The problem with choosing pronouns is not political, but a matter of communication. Years ago I worked in a specialty food store. We served both prosciutto crudo (cured ham, the prosciutto most people think of) and prosciutto cotto (cooked Italian ham). A woman would come in and ask for prosciutto cotto, and then be outraged when she was given the cooked ham.
"That is what 'prosciutto cotto' means," I told her. "Literally 'cooked ham'. If you stop at 'prosciutto', or even just point, the mistake will never happen again."
She pointed at the leg of prosciutto crudo hanging above the counter. "Well I call that 'prosciutto cotto'!" she said.
"That's fine," I said. "Call it 'Studebaker' if you want to. Just don't expect to be understood."
And that's the problem, right there. Change the rules of language if you want. Make up your own language. Just don't expect everyone else to play along.

Hey Skipper म्हणाले...

John Roberts wrote “It strikes me as more than passing strange for us to tell Congress it cannot pass a law …”

That strikes me as sloppy and wordy (as in the succeeding example). Drop “as more than”, or reduce it to “… beyond strange …”

Dixcus म्हणाले...

You are, of course, free to choose your own pronouns.

I, however, am not required to participate in your mental illness.

Gagg म्हणाले...

I intended to comment on the annoying leftist crybullies who demand allegiance to their every dysfunction. But I can't stop laughing over your reliance on NYT Ethicist, Kwame Anthony Appiah, for his "wisdom" on pronoun usage.

Pauligon59 म्हणाले...

I have younger family (nephews and cousins) that decided they were different and wanted to change. I wasn't close to them so they changed before I saw them next. At this point, while I still think of them as male, they don't and have physically changed. There really isn't any going back for them now. I don't want to add to their already large discomfort (neither is comfortable among strangers) so I do my best to think of them as female.

I have to admit that I pity them because the choice they made is irrevocably life changing and I think they narrowed their future options considerably by making the choice. But I also have to agree that it is their choice to make.

But these are family members, albeit not close by. I would not go out of my way to hurt them. Frankly, I don't go out of my way to hurt anybody. That said, if I make an honest mistake about somebody's gender - quite possible with some folks - I would be offended if they got offended by my honest mistake.

I was brought up to not stare at people that looked different.
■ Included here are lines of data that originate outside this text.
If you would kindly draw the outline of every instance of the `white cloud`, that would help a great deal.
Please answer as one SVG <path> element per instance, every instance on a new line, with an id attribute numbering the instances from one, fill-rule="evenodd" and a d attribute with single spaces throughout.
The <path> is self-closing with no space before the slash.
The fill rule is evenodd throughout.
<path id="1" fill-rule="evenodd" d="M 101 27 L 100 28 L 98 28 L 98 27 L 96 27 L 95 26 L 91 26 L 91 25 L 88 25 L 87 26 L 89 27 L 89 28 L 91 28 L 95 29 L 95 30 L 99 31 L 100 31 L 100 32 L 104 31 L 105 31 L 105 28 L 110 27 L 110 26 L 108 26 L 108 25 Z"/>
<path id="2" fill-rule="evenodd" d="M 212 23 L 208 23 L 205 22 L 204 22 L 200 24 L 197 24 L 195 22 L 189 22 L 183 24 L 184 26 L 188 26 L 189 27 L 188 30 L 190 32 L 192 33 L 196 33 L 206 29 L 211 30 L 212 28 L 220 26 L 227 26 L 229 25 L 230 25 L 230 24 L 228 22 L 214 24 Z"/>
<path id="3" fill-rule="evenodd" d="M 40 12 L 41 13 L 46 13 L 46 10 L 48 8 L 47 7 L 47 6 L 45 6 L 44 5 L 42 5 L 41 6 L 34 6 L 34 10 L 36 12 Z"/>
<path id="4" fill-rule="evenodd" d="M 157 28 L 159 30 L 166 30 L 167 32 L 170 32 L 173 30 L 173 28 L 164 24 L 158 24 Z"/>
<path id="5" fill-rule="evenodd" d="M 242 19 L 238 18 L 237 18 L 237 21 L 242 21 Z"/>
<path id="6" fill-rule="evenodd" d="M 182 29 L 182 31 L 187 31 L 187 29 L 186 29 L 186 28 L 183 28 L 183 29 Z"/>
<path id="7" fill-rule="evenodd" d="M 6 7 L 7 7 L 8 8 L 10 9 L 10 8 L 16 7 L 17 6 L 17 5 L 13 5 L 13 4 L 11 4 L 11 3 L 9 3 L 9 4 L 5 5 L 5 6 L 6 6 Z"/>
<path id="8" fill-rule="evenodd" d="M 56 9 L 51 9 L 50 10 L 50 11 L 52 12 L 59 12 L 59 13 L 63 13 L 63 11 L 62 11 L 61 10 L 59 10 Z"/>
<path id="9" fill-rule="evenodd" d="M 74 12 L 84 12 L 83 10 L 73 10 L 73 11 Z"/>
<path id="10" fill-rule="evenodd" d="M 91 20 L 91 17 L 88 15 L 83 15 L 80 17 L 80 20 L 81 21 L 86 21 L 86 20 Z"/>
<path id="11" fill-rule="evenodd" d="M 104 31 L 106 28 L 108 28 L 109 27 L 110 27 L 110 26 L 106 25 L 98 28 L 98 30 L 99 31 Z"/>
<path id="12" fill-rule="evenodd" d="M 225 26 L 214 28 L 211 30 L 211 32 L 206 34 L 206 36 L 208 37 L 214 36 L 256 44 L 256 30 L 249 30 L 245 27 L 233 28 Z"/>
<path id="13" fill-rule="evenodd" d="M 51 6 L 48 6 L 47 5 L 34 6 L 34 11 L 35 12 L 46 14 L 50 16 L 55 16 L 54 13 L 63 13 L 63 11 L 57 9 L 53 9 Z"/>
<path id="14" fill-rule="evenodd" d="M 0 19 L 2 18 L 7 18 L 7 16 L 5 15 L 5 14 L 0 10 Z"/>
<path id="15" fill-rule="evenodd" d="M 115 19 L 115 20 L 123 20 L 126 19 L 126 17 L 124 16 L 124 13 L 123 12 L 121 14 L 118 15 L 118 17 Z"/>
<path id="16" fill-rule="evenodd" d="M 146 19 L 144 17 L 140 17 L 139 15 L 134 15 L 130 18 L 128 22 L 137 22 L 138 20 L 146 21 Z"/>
People with beards, adams apple and wearing a frock look different to me, so I want to study the differences, but that isn't polite as it would be staring, so I avoid the whole dilemma by avoiding them.

Maybe, at some point, they will seem "normal" to me and not worth the time to stare at. Like tattoos maybe, 30 years ago they were unusual enough to be surprising when they were extensive. These days they seem quite common thus making them "normal".

Of course, I doubt I will ever think of a guy having his junk removed as being "normal" ... even if they are family.

Tina Trent म्हणाले...

Pauligon: you didn't talk to your siblings when their children castrated themselves and deprived themselves of ever having children?

I assume you value immobilization over common sense and decency. No sharing a foxhole with you, pal.

Next up: silence on suicide and hormone-induced cancers.


mikee म्हणाले...


I grew up with my maternal aunts and uncles from Pittsburgh saying "you'uns" and my paternal ones from Charlotte saying "y'all" and I haven't worried a damn bit about peoples pronouns since.

Mikey NTH म्हणाले...

I always thought of "passing sttange" to mean "beyond strange" as in "you've gone past just strange and into a new type of strange."